構図は学園の体育館で行われる『Cグループ生の集会』を、檀上から見下ろしたものでした。 たくさんの生徒が腰を落とし、がに股で並んでいます。 それぞれの乳房、乳首は大きさも形もまちまちです。 ただし生徒は乳房の下に手を当てて揺すっているため、ちゃんと全員の乳首が一目瞭然でした。 集会の後ろの方にいる生徒は乳首をヘラによる点表す一方、前の方にいる生徒は盛った粘土で表すなど、遠近感もしっかり出ています。 写真とまではいきませんが、彫り物としてはとっても写実的な作品でした。
……。
「――これで全部なんですけど〜どうでしょう〜参考になりましたか〜?」
レリーフをしまってから、先輩が私の顔を覗きます。
「はいっ、ありがとうございました!」
私は大きく頷いてみせます。 実際の所、どういう作品を作ればいいのか、イメージをもつ意味ではすごく参考になりました。 けれども『理想の胸像』がどんなものなのかは、最後まで掴めませんでした。 だって、大きさ、形、構図、品性、動き、色艶――先輩の作品のおっぱい達に、共通点なんてありません。 如いていえば、どのおっぱいも『自然体』だったくらいでしょうか。 変に恰好をつけてないというか、おっぱいを物扱いしているというか、表現するのが難しいんですが、そんな形式が共通しているような気はします。 かといって『自然体』が『理想』だなんて、そんな安直な展開なワケはありませんし……。
まあ、どんなおっぱいを作ればいいかは、部屋に戻ってからゆっくり考えることにします。 いつから彫像が始まるかしりませんが、まだまだ先のことでしょうし、それまでにはアイデアの1つや2つは思いつくでしょう。 もし何にも浮かばなければ、【B2番】先輩のアイデアを真似していれば、何とかなりそうな気がします。
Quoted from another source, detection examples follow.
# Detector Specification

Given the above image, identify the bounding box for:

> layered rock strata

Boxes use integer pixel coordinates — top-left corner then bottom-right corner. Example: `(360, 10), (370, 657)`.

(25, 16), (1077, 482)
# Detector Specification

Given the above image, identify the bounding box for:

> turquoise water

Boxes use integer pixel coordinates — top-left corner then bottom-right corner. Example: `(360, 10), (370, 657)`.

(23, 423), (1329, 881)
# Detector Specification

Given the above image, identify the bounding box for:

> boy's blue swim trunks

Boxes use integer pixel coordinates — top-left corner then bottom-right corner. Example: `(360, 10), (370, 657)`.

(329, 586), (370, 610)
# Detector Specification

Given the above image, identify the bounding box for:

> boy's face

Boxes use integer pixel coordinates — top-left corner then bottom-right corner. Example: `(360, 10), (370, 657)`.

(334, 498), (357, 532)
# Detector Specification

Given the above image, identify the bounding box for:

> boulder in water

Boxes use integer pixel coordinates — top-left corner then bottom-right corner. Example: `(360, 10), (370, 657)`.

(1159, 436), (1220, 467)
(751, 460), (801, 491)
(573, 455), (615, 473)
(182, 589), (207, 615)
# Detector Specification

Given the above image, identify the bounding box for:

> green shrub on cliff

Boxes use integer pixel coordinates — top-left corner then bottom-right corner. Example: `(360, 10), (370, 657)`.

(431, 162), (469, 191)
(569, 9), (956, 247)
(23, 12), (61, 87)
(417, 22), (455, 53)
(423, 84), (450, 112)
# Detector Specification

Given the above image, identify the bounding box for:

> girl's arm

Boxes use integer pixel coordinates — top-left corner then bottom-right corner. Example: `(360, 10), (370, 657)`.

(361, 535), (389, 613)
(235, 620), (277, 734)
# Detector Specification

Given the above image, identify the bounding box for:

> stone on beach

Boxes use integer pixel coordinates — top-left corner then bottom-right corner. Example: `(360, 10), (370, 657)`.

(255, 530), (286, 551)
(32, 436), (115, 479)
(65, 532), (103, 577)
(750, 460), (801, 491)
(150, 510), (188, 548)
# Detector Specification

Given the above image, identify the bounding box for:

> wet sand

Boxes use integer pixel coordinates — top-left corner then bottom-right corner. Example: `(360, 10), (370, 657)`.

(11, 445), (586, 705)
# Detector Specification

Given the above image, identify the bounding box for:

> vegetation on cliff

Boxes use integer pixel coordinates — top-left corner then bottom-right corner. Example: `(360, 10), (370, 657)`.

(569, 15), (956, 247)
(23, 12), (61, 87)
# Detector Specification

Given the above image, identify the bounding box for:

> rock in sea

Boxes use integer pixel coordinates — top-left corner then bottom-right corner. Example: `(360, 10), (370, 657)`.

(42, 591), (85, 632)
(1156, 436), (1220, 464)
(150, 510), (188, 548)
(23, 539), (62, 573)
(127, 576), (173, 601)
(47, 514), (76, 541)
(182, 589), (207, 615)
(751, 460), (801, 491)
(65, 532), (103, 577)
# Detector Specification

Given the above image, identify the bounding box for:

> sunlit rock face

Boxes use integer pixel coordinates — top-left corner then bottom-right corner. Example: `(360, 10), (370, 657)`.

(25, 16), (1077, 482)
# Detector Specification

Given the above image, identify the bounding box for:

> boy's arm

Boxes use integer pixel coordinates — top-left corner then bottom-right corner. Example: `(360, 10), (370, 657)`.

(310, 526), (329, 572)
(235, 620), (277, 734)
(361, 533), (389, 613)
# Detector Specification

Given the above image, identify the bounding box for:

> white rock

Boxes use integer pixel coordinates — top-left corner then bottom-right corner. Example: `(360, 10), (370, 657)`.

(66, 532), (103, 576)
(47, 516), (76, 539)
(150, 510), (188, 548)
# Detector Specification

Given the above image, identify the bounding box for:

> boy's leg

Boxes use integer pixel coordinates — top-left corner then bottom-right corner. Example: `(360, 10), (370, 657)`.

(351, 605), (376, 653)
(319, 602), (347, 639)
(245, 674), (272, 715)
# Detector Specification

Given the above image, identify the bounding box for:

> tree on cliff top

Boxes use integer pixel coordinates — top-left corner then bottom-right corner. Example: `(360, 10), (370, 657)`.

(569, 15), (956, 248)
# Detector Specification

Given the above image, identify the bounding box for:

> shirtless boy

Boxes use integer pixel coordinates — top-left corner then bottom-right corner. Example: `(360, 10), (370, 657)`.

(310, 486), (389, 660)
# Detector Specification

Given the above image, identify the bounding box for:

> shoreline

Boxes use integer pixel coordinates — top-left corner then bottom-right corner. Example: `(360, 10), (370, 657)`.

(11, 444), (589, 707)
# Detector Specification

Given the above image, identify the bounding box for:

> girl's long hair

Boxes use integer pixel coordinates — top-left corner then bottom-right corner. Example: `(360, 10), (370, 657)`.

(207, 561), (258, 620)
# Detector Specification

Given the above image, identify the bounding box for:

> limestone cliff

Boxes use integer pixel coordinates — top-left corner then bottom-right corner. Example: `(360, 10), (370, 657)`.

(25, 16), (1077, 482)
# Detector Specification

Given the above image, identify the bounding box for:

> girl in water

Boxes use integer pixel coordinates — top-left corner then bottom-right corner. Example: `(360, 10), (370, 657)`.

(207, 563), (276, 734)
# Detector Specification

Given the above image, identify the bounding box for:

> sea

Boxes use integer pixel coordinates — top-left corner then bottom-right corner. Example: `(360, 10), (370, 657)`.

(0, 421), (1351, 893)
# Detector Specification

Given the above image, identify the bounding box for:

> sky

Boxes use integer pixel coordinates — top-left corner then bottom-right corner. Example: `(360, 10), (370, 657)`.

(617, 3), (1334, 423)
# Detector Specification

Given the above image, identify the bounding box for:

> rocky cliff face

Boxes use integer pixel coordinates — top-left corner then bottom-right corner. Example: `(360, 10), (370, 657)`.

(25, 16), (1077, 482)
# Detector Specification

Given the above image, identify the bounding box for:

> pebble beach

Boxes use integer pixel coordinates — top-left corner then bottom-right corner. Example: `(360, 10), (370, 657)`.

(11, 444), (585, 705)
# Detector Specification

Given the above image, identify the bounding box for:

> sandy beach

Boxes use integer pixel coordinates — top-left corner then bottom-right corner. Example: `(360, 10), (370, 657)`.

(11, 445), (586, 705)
「あとは〜ダメ出しされてもめげないで〜いっぱい作るといいですよ〜」
「はいっ、がんばります!」
ニッコリほほ笑む【B2番】先輩に、改めて深々と頭を下げました。 謂われなくても頑張るんですけど、こうやって励まして貰えるなら、それはそれで素直に喜ぶべきですよね。 可愛げがある方が、後々得なことが多いでしょうし。 全教科で成績の上積みをつくるためにも、全力で取り組む気持ちは嘘っこなしなつもりです。